Em que ponto a sua vida retomara um outro ponto de vista diferente do que ele tinha pensado para si; aquela tarde etrna em Itaúnas não iria mais existir, seria apenas umal embrança juvenil como juvenis eram os seus sonhos e das moças hoje estas mulheres a guiar os homens em suas andanças e dúvidas pelo destino de cada um; como juvenil era também a esperança de sua esposa nos melhores dias que por vez não viriam como se quis crêr que fosse um dia. Na modorra, sentia o peso do bada sobre a imortalidade.
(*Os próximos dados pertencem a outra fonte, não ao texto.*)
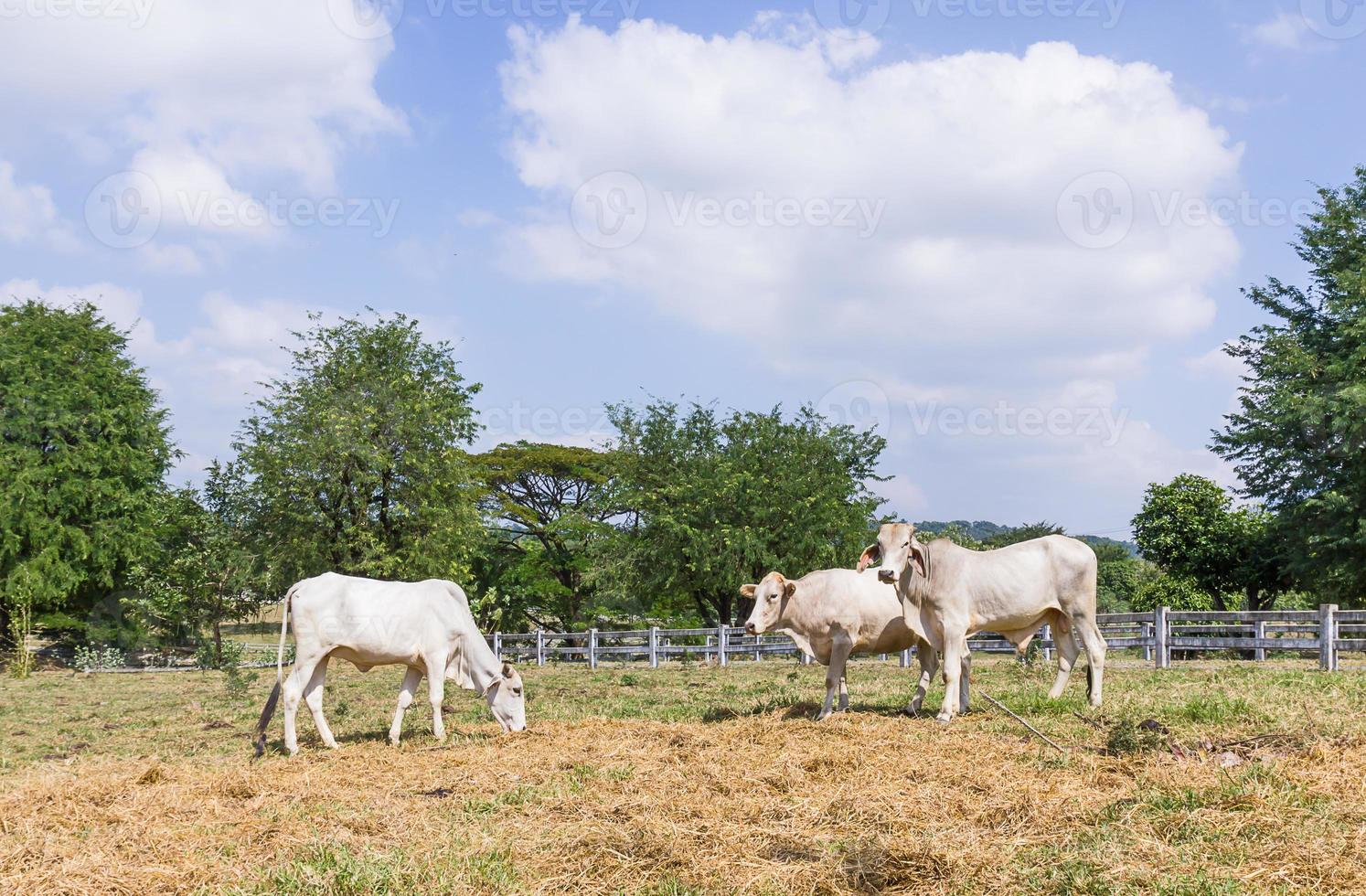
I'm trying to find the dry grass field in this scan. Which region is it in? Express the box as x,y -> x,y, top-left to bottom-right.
0,658 -> 1366,895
E enfim, aquele sono se transformou em silenciosa vigília de seu próprio silêncio sobre a sua vida, vagos lampejos de uma vida saboreada à risadas e imediatismo frívolo. A televisão de repente lhe trouxe uma resposta ao ver o personagem e seu fantasma numa caverna: aquela tarde introspectiva serviu para olhar dentro de si, de seus medos que se mostravam com uma nova cara, com a cara de morte e insignificância de sua vida diante do mundo além da sua caverna, casa, apartamento, ou o que fosse.